The following verse is often used to justify the exclusive ecclesiology of the Church of God:
'But Christ is faithful as the Son over God’s house. And we are his house, if indeed we hold firmly to our confidence and the hope in which we glory.' (Hebrews 6:3)
However, the verse is taken out of context. To be sure it teaches that membership of God's household is conditional, but what is the condition? According the above text it is 'holding firmly' to the 'confidence and hope in which we glory?' What is this confidence in hope in which we glory? It is certainly not ecclesiastical dogma! It is Christ himself! The Hebrew Christians were being persecuted and many were abandoning their hope in Christ and returning to Judaism. The writer of Hebrews is encouraging them to remain faithful to Christ. As the following verses make clear, he is explaining that those who belong to God are those who remain faithful to Christ to the end: 'We have come to share in Christ, if indeed we hold our original conviction firmly to the very end.' (Heb 3:14) In other words he is teaching that true believers are those who persevere to the end. Persevere in what? Church government? Premillenial views about the Lord's return? Exclusive ecclesiology? No: Persevere in faith in Jesus Christ.

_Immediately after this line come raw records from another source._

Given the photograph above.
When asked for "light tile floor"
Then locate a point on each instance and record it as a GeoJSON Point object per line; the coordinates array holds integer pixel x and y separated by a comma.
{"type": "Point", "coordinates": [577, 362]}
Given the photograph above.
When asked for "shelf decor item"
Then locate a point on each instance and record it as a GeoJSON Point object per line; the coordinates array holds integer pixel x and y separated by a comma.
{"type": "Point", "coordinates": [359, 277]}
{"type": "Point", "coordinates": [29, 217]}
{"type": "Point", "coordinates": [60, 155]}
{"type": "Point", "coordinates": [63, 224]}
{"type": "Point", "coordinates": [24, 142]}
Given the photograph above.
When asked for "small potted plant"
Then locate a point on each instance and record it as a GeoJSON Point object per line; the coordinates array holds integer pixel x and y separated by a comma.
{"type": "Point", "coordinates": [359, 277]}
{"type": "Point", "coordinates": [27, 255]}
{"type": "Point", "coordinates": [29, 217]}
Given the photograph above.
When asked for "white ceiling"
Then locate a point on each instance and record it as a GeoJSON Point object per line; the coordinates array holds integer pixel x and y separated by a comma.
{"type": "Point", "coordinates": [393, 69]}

In summary: Jim Park's book is an interesting account of the Open Brethren and Church of God split. It raises afresh the problems encountered in an independent approach to church government but (if read critically) it also reminds us of the dangers of exclusivism and legalism. While the Churches of God are faithful in maintaining a gospel witness and have some outstanding Christians in their ranks, they are the inheritors of an exclusive and legalistic ideology that is still active at the heart of their movement.